Come ogni esecuzione capitale, l'impiccagione di Saddam Hussein è un atto barbaro e preistorico, da condannare senza esitazione. In questo caso, poi, si aggiungono l'ipocrisia e la cieca arroganza che contraddistinguono spesso l'operato degli Stati Uniti e dei loro governi-fantoccio: si dimentica che Saddam è stato per anni un fedele alleato degli USA e proprio in quel periodo ha commesso molti dei crimini di cui viene accusato. Le vittime della sua politica brutale, inoltre, non sono tanto diverse per numero e orrore da quelle causate dalle mostruose scelte degli Stati Uniti.


Se si dovesse seguire questa logica aberrante da "occhio per occhio", Bush, Rumsfield e compagnia dovrebbero subire lo stesso trattamento, giacché i loro crimini non sono certo inferiori a quelli di Saddam.

L'impiccagione eseguita proprio nel giorno della festa del sacrificio, una ricorrenza sacra per i musulmani, inoltre, ha un sapore provocatorio che denota la solita, arrogante cecità rispetto alle conseguenze dei propri atti.

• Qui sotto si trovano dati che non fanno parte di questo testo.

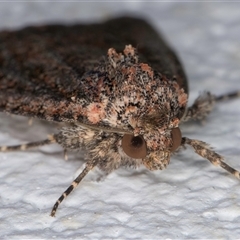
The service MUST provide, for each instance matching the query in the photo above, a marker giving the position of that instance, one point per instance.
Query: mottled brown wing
(41, 67)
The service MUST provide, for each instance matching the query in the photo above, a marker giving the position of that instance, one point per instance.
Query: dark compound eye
(134, 146)
(176, 138)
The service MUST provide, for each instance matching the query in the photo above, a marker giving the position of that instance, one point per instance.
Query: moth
(119, 89)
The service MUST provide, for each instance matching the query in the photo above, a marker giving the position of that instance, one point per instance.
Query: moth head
(136, 146)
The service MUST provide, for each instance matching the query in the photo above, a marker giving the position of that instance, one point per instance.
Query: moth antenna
(89, 166)
(65, 154)
(22, 147)
(204, 150)
(227, 96)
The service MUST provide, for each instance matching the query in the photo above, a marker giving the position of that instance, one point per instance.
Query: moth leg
(22, 147)
(204, 104)
(89, 166)
(204, 150)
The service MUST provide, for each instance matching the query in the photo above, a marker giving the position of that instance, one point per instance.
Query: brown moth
(119, 88)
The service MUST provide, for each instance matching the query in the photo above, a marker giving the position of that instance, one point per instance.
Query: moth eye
(134, 146)
(176, 138)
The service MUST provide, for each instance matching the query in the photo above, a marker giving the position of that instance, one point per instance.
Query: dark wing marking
(41, 68)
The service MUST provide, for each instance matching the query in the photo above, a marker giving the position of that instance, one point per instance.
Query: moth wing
(41, 68)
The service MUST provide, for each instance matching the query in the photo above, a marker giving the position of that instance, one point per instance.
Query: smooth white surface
(190, 199)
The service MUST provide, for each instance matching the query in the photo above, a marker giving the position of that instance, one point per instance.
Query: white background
(190, 199)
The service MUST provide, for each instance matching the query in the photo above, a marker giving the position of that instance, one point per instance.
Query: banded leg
(204, 104)
(89, 166)
(203, 149)
(51, 139)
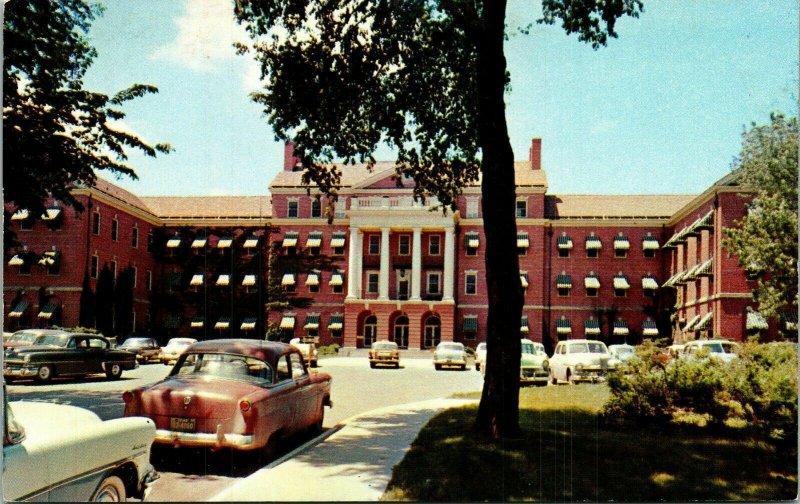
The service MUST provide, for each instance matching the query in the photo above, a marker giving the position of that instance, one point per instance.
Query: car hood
(202, 397)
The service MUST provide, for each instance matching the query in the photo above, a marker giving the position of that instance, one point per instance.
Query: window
(522, 208)
(374, 245)
(434, 245)
(471, 283)
(293, 209)
(472, 208)
(94, 267)
(434, 282)
(404, 245)
(372, 282)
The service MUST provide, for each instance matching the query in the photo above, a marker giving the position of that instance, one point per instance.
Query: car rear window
(222, 365)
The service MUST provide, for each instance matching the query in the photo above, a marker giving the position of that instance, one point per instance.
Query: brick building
(614, 267)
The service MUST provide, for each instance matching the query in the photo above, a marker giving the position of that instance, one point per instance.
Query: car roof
(260, 349)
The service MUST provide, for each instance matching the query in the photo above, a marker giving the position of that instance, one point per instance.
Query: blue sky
(660, 110)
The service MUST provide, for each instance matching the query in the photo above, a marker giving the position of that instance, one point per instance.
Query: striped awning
(593, 243)
(756, 321)
(338, 238)
(704, 322)
(48, 310)
(312, 321)
(336, 322)
(564, 281)
(649, 282)
(591, 281)
(620, 328)
(289, 240)
(223, 323)
(591, 327)
(470, 323)
(314, 239)
(649, 328)
(287, 321)
(19, 309)
(621, 282)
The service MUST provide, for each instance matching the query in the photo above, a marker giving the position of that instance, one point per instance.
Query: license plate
(181, 424)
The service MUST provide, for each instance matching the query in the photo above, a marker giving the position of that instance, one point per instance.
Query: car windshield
(53, 339)
(223, 365)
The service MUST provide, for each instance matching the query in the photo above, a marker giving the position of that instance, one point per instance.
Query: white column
(383, 278)
(449, 263)
(352, 261)
(416, 264)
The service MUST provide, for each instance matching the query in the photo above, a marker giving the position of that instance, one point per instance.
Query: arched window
(401, 331)
(433, 332)
(370, 330)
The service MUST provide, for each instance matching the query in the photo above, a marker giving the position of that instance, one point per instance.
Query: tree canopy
(765, 240)
(427, 78)
(55, 132)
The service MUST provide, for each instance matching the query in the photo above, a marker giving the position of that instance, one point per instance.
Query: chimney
(535, 154)
(290, 161)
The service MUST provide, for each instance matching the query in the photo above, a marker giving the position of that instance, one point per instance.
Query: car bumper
(215, 440)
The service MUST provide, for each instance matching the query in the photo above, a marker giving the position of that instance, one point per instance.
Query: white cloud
(205, 33)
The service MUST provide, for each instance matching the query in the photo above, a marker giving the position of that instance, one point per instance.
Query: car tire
(44, 374)
(113, 371)
(111, 489)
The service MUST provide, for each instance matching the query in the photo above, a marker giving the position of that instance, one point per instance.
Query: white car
(580, 360)
(451, 354)
(169, 354)
(54, 452)
(480, 356)
(719, 349)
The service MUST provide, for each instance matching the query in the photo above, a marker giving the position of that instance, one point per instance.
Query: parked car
(308, 349)
(67, 354)
(146, 349)
(234, 393)
(622, 352)
(384, 353)
(719, 349)
(480, 356)
(59, 453)
(580, 360)
(27, 337)
(450, 354)
(174, 348)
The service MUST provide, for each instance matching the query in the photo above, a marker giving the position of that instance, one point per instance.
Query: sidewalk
(353, 464)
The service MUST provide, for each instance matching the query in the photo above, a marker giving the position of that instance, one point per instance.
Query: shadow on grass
(569, 454)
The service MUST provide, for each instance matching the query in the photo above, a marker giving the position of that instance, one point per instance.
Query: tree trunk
(498, 413)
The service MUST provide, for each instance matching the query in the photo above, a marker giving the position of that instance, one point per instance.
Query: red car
(233, 393)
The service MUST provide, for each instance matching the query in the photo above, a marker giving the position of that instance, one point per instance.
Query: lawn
(569, 453)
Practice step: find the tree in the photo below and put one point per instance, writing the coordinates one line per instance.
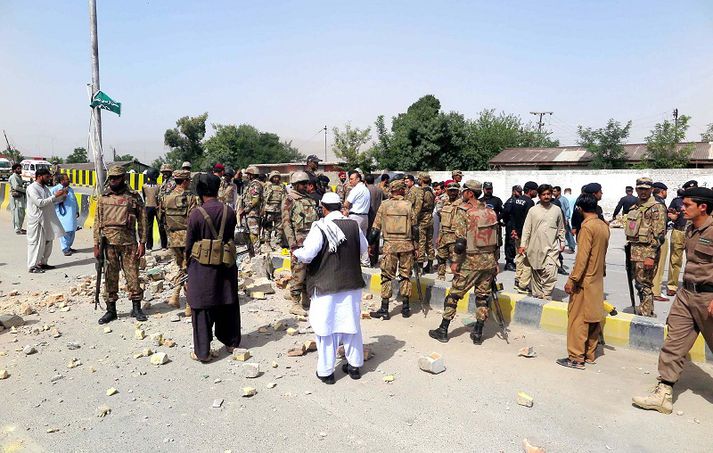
(707, 136)
(240, 146)
(347, 146)
(186, 140)
(606, 144)
(662, 145)
(78, 156)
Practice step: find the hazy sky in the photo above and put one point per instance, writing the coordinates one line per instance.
(292, 67)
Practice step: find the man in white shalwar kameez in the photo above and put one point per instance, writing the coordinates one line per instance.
(43, 226)
(332, 251)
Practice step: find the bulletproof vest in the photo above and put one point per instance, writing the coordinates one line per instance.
(214, 252)
(482, 233)
(397, 220)
(176, 210)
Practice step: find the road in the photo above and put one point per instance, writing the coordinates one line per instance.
(470, 407)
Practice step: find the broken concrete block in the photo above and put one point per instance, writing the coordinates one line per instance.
(432, 363)
(159, 358)
(241, 354)
(523, 399)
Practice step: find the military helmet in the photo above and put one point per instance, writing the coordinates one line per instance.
(116, 170)
(299, 176)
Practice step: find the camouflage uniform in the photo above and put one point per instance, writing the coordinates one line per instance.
(645, 230)
(118, 217)
(299, 211)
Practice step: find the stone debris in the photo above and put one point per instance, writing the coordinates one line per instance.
(523, 399)
(159, 358)
(103, 411)
(241, 354)
(432, 363)
(249, 391)
(251, 370)
(527, 351)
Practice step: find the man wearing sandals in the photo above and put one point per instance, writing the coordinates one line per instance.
(585, 287)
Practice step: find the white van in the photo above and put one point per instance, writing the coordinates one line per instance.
(30, 166)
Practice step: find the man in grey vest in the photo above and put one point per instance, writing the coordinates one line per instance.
(332, 251)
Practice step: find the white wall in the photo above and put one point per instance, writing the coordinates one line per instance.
(613, 181)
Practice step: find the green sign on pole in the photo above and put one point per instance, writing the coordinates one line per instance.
(101, 100)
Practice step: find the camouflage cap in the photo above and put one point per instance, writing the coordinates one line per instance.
(644, 183)
(116, 170)
(472, 184)
(182, 174)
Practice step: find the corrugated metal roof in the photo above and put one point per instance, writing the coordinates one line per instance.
(578, 155)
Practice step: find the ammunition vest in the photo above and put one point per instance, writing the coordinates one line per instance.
(482, 233)
(214, 252)
(176, 210)
(397, 220)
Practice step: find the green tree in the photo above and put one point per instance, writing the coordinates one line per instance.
(78, 156)
(347, 146)
(240, 146)
(707, 136)
(662, 145)
(186, 140)
(606, 144)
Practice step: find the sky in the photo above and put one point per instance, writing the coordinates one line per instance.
(293, 67)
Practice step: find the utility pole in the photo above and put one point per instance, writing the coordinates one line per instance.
(96, 112)
(540, 123)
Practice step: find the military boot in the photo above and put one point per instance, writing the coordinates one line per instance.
(110, 314)
(660, 399)
(477, 334)
(441, 334)
(383, 312)
(405, 307)
(137, 312)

È facile prevedere un aumento della tensione e della violenza in un paese già martoriato da attentati quotidiani, come confermato dalle prime notizie arrivate dall'Iraq.

L'Iraq non ha bisogno di esibire come un trofeo il cadavere del suo ultimo dittatore, ma del ritiro delle truppe d'invasione e di un serio impegno internazionale per riportarvi giustizia e riconciliazione.